Peter, vous vous concentrez sur les consultants.

Peter Verbiest : Oui. Je veux mettre un coup de projecteur sur le secteur de la consultance. Car même si tous les citoyens s’y mettent, leur contribution ne suffira pas. Nous savons que le problème du CO2 réside en grande partie dans les entreprises : 57 d'entre elles dans le monde sont responsables de 80% des émissions. Celles-là sont dans le collimateur, mais celles qui passent toujours inaperçues, ce sont les sociétés de consultance. Elles réalisent des chiffres d’affaires colossaux, tant à l’étranger qu’en Belgique. Et elles bloquent souvent la transition. On y trouve aussi des agences de pub. La discrétion de tous ces consultants est un business model, mais pourquoi ne pas les dévoiler au grand jour ?

Vous parlez de l’approche de l’aile radicale. Qu’entendez-vous par là ?

Cela signifie que les radicaux et les modérés réagissent en même temps, les premiers prenant des mesures plus extrêmes que les seconds. A mesure que cela se produit, la norme sociale évolue. 

Dans le cas des consultants, cela veut dire que vous vous présentez à leur porte et que vous les désignez ouvertement. Cela signifie également que vous rendez public le préjudice qu’ils causent en soutenant certains clients. Cela peut susciter la controverse, ce qui gênera fortement ces holdings discrètes. Les actions modérées, quant à elles, cherchent le dialogue constructif. 
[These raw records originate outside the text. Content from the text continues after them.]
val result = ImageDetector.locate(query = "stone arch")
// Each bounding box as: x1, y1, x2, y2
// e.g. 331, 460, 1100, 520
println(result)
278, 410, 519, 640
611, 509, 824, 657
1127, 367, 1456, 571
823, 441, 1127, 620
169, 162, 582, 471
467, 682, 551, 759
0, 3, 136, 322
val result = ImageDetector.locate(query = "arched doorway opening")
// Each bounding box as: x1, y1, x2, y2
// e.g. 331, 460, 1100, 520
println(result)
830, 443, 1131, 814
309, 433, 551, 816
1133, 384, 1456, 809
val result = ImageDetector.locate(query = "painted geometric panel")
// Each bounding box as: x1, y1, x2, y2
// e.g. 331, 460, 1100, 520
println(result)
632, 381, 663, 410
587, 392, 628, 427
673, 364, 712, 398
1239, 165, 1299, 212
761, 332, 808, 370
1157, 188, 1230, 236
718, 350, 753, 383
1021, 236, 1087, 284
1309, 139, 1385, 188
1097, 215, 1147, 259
Par ailleurs, je pense qu’il faut aussi proposer des projets concrets qui peuvent rallier tout le monde, y compris les sociétés de consultance, des projets ambitieux que les gens ont envie soutenir, notamment parce qu’ils en voient les avantages directs. 

En tant que spécialistes de la communication, il me semble que nous devons chercher comment redonner de la pertinence à un récit. C’est notre job. D’autres doivent également prendre conscience du pouvoir de changement de la communication – largement sous-estimé, selon moi. J’adresse donc un vibrant appel à tous ces gens super-intelligents qui travaillent dans la pub pour qu’ils jouent le rôle qu’ils devraient jouer, au lieu de se reposer sur leurs lauriers et de se contenter de remporter un award pour un projet durable. 

Mais la communication ne peut être authentique que si elle reflète la réalité.

Oui, c’est vrai. Il s’agit aussi d’avoir un impact sur la politique, notamment en exposant d’abord le système, mais également en développant un travail de lobbying et en l’utilisant pour influencer la politique. Les professionnels que nous sommes peuvent être d’une grande aide à cet égard. 

Si le lecteur ne devait retenir qu’une seule chose, quelle serait-elle ?

Evert Van den Broeck : L’optimisme, je pense, afin que nous prenions davantage conscience des actions que nous menons déjà en faveur du climat. Et que cela puisse nous motiver à en entreprendre davantage.

Patrick van Haperen : Comme en aïkido, on peut transformer l’énergie négative en force positive. En rendant tangible le fait que quelque chose ne tourne pas rond, nous pouvons transformer ensemble le narratif de l’injustice climatique en un récit positif.

Tallita Ortiz de la Torre : C’est un dicton africain, mais avec les mots de Zwangere Guy : "Tout seul on va toujours plus vite, ensemble on va beaucoup plus loin". Pour moi, cela résume tout. "Just do it" et ne vous battez pas seulement pour vos chiffres de vente, mais aussi pour la durabilité en tant que KPI.